C’est pourquoi la chanson des poètes terribles
Ruisselle de frissons, de mystères et d’effrois.
Ils traduisent la plainte en syllabes humaines
Que crèvent les tourments du ciel.

15 mai 1951

François Brousse
Il existe un Azur, Clamart, Éd. La Licorne Ailée, 2010, p. 256

Époques

Chaque fois que l’on quitte
Une ère pour une autre,
Ce mouvement suscite
D’horrifiants apôtres.

L’époque de Jésus
Où le bûcher pétille
A beaucoup moins d’élus
Que celles des Bastilles.

Les mendiants hagards
Méditent le massacre
Par le feu des regards
La terreur se consacre.

La fin proche des temps
Dans toute pensée plane
Les tresses du printemps
Tombent sur l’Ottomane

Mais après les athées
Voleront les palombes
Sur la pierre des tombes
Monte l’éternité.

3 août 1993

François Brousse
L’Homme aux semelles de tempête, Clamart, Éd. La Licorne Ailée, 1995, p. 183

conseil

Tu piques sur ta toque
Un vaste diamant.
L’éternité s’en moque
Deviens plutôt chaman.

Saisis un élément,
Terre ou flamme baroque,
Ou l’azur véhément,
Ou l’onde au regard glauque.

Dans ce monde effaré
Ton souffle doit dorer
Le noir fronton du temple.

Ne désespère pas
Par delà le trépas
Dieu serein te contemple.

23 février 1993

François Brousse
Les Miroitements de l’infiniClamart, Éd.

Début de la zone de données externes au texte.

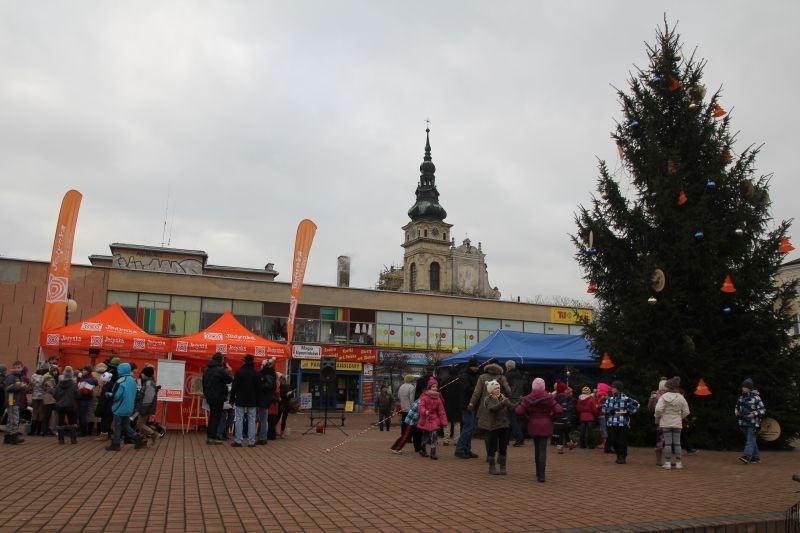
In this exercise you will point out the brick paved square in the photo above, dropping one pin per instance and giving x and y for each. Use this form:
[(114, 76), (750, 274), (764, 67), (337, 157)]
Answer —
[(294, 484)]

La Licorne Ailée, 1994, p. 146

Le message

Quand Dieu montre sa face
Et jette son regard
La galaxie s’efface
Dans le lointain hasard.

Ce n’est qu’une préface
Déjà vient le couguar ;
Quoi que le soleil fasse
Le blé meurt au hangar.

L’éclair joue du trapèze
Le grand problème pèse
Sur nos corps écrasés…

Ô voyageur, espère
Le message du Père
C’est l’éternel baiser !

5 mai 1993

François Brousse
Les Miroitements de l’infiniClamart, Éd. La Licorne Ailée, 1994, p. 336

Dans l’ombre du soleil…

 

Dans l’ombre du soleil et l’éclat des ténèbres,
Les pics m’ont dédié leur cintre d’argent pur.
Qu’importe l’astre d’or et les ombres funèbres !
Nos mains doivent cueillir les roses de l’azur.

Les fantômes du ciel, qu’un luth de feu célèbre,
Poignardent de rayons les flancs du mont obscur.
Le serpent de la nuit ondule en nos vertèbres
Et chante avec ferveur les rois cruels d’Assur !

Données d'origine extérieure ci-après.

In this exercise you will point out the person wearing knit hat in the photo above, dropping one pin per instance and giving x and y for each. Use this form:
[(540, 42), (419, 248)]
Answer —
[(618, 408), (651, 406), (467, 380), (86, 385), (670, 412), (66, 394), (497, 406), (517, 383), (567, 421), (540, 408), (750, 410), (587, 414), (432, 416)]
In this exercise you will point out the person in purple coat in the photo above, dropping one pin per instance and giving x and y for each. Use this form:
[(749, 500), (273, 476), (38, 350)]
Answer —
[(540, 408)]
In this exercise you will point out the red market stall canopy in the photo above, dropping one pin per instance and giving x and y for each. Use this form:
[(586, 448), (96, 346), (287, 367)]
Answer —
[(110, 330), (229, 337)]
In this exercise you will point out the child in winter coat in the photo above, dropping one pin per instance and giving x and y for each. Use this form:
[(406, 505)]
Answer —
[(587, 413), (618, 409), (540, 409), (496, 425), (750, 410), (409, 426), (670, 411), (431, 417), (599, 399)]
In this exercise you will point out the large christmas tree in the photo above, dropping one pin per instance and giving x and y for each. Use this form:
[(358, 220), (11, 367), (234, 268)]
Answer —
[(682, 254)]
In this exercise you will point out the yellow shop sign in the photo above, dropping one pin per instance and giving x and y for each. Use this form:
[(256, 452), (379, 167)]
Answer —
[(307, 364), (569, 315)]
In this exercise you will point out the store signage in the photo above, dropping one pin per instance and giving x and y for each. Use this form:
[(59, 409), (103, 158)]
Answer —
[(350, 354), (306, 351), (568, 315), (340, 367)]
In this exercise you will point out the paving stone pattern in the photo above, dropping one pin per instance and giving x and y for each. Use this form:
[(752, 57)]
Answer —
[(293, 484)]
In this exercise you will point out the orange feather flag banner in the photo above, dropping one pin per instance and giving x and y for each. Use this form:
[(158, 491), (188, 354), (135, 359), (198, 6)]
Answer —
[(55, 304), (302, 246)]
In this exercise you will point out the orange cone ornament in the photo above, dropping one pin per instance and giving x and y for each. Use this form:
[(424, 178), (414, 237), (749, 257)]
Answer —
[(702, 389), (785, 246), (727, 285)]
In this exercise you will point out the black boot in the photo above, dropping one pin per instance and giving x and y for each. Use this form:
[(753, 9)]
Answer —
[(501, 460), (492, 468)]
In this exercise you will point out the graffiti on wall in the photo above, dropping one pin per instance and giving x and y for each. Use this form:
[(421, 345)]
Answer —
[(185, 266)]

Les immenses forêts dont le murmure énorme
Hallucine les mers sous des clartés sans forme
Gémissent de Bornéo jusqu’à Sumatra…

Mais toi, prince tranquille au sourire de flamme,
Âme qui peut centrer en toi toutes les âmes,
Construis dans le Soleil le trône de Mithra !

Juin 1982

François Brousse
Revue BMP N°186-187-188, mars-avril-mai 2000, Clamart, Éd. La Licorne Ailée

Hymne

Patrie ! ô mon pays ! France douce et sublime !
Déesse au casque d’or, à l’étendard flottant
Dont la cime
Se baigne en un jour éclatant !

France, reine du Monde et mère de la Gloire !
Montre à tes ennemis ton glaive étincelant
Ô pays souverain, toi dont l’ardente Histoire
Va de la Vierge Jeanne au paladin Roland !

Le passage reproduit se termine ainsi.